Figure 6 – Les créateurs titulaires d’un CAP-BEP nettement plus pérennes dans la régionTaux de pérennité selon l'âge, le sexe et le niveau de diplôme du créateur

  • Source : Insee, SINE 2010

Les entreprises pérennes de la région ont créé 1 760 emplois entre 2010 et 2015

 

70 % des entreprises créées au premier semestre 2010 n’ont aucun salarié. 60 % d’entre elles ont survécu et 32 % ont créé au moins un emploi. Les entreprises de deux salariés ou plus sont à la fois les plus pérennes et celles qui créent le plus d’emplois (+ 12,7 % entre 2010 et 2015).

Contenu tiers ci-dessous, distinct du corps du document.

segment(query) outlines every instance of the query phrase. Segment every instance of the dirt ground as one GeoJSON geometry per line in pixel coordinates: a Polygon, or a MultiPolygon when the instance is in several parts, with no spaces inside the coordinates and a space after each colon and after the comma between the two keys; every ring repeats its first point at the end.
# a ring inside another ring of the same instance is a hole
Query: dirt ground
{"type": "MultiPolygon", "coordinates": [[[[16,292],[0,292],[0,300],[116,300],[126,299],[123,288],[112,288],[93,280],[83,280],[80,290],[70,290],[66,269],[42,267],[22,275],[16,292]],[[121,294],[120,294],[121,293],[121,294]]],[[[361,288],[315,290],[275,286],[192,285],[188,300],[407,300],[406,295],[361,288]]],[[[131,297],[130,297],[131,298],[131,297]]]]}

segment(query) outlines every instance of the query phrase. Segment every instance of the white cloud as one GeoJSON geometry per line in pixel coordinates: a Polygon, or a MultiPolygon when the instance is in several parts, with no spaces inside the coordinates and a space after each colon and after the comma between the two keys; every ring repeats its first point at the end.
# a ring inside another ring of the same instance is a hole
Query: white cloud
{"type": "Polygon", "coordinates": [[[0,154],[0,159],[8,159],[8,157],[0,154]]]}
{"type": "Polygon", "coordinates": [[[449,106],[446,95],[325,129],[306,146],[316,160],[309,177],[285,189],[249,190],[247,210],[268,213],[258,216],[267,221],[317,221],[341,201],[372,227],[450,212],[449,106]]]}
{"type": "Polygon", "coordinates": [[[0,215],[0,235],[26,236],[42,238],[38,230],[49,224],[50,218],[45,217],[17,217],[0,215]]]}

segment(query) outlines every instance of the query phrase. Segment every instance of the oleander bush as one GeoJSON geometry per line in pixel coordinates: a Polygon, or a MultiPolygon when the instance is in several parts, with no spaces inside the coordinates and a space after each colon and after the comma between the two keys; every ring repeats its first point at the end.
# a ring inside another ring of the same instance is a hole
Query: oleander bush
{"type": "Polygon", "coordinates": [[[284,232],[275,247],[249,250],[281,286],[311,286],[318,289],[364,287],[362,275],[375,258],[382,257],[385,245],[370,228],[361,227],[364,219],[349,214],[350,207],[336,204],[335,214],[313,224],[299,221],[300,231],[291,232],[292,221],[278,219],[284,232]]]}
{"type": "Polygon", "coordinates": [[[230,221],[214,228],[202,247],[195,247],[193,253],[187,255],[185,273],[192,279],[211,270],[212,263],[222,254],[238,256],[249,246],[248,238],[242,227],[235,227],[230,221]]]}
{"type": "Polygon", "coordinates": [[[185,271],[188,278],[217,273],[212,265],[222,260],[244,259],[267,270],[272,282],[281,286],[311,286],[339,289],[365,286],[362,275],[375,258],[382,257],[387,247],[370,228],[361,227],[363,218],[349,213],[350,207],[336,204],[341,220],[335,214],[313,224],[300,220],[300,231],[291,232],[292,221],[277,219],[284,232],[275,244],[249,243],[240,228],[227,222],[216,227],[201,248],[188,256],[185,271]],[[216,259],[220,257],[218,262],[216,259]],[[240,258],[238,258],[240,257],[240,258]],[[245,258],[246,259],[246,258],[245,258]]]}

Les entreprises créées au premier semestre 2010 et toujours en activité en 2015, comptaient 4 160 emplois (salariés et non salariés) à la création. En cinq ans, elles ont généré 1 760 emplois supplémentaires. Ces derniers ont presque compensé les 1 910 emplois créés en 2010 par les entreprises qui n’ont pas survécu depuis. Au total, le nombre d’emplois des entreprises créées au premier semestre 2010 diminue de 2,4 % en cinq ans contre 7,4 % en France de province.

Malgré un taux de survie moindre, le domaine du commerce, transports, hébergement et restauration contribue le plus aux nouvelles créations d’emplois (670 emplois). En hausse de 66 %, l’emploi dans le secteur de l’industrie représente 390 des nouveaux emplois générés par les nouvelles entreprises en cinq ans (figure 7), confirmant la dynamique de ce secteur dans la région. Le secteur de la construction, fortement impacté par la crise économique depuis 2008, perd 470 emplois dans la région entre 2010 et 2015.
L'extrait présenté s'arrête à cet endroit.